Design: An observational study of 2012-2017 Medicare fee-for-service beneficiaries' ambulatory visits. We computed the percentage of beneficiaries with 1 or more ambulatory visits from nurse practitioners and the percentage of beneficiaries receiving the plurality of their ambulatory visits from a nurse practitioner versus a physician (ie, predominant provider). We compared beneficiary demographics, clinical characteristics, and utilization by the predominant provider. We then characterized the predominant provider by practice characteristics.
Key results: In 2017, 28.9% of beneficiaries received any care from a nurse practitioner and 8.0% utilized nurse practitioners as their predominant provider-an increase from 4.4% in 2012. Among beneficiaries cared for by nurse practitioners in 2017, 25.9% had 3 or more chronic conditions compared with 20.8% of those cared for by physicians.
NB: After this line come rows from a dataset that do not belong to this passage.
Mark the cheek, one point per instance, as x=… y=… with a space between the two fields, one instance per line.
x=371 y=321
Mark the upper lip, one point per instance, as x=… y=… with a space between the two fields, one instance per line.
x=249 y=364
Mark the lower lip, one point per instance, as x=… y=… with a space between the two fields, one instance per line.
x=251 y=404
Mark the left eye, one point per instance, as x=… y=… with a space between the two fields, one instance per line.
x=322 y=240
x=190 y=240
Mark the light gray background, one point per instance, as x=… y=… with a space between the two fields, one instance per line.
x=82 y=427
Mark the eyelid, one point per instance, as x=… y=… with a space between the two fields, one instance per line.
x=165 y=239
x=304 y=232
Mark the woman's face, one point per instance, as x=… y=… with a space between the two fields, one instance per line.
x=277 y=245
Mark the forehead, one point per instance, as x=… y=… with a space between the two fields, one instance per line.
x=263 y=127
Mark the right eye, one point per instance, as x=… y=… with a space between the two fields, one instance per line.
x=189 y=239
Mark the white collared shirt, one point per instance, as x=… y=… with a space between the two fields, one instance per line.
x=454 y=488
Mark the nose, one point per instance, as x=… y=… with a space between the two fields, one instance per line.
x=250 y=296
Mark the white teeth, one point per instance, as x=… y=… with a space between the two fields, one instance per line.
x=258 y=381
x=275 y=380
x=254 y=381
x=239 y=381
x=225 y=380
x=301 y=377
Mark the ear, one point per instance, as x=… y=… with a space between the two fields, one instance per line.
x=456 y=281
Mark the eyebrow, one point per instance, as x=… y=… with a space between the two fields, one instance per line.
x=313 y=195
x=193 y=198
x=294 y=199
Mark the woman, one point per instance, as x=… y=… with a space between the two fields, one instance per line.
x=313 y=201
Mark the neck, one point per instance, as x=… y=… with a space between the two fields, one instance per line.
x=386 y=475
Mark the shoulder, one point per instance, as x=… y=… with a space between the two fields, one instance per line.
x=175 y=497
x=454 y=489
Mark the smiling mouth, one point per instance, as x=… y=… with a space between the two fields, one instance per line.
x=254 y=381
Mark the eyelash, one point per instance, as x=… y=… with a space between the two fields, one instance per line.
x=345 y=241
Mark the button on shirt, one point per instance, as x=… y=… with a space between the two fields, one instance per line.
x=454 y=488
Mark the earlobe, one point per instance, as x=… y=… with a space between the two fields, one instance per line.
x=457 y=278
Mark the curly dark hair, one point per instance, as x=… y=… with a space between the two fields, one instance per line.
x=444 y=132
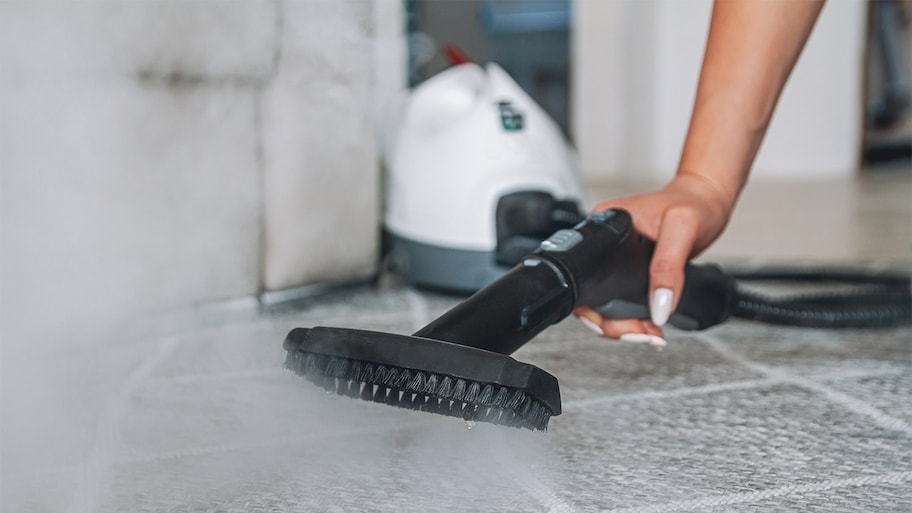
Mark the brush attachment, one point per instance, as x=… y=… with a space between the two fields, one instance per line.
x=426 y=375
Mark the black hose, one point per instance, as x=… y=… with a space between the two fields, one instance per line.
x=883 y=300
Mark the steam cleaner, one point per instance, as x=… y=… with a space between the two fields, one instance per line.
x=459 y=364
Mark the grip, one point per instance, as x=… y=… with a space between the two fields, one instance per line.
x=609 y=266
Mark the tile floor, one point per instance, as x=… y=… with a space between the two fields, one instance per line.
x=192 y=411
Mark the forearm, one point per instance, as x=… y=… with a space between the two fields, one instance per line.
x=750 y=52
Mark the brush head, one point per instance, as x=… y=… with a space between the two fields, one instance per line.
x=425 y=374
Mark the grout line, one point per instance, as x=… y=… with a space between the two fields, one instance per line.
x=93 y=470
x=225 y=448
x=701 y=504
x=667 y=394
x=851 y=403
x=589 y=402
x=532 y=485
x=217 y=376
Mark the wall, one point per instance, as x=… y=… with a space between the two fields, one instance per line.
x=158 y=155
x=635 y=70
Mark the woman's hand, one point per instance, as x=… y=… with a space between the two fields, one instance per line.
x=750 y=52
x=683 y=218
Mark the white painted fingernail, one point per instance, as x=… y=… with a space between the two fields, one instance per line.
x=660 y=306
x=592 y=326
x=645 y=338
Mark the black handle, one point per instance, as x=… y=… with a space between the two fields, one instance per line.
x=614 y=280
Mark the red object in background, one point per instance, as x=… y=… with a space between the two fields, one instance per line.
x=455 y=55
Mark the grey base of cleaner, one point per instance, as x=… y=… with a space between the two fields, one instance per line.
x=442 y=268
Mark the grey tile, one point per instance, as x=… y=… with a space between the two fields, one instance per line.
x=589 y=366
x=810 y=352
x=636 y=453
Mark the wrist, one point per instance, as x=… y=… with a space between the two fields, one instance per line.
x=719 y=197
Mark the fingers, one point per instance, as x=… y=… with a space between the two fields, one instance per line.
x=628 y=330
x=673 y=247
Beneficiaries cared for in practices owned by health systems were more likely to have a nurse practitioner as their predominant provider compared with those attending practices that were independently owned (9.3% vs. 7.0%).
Conclusions: Nurse practitioners are caring for Medicare beneficiaries with complex needs at rates that match or exceed their physician colleagues. The growing role of nurse practitioners, especially in health care systems, warrants attention as organizations embark on payment and delivery reform.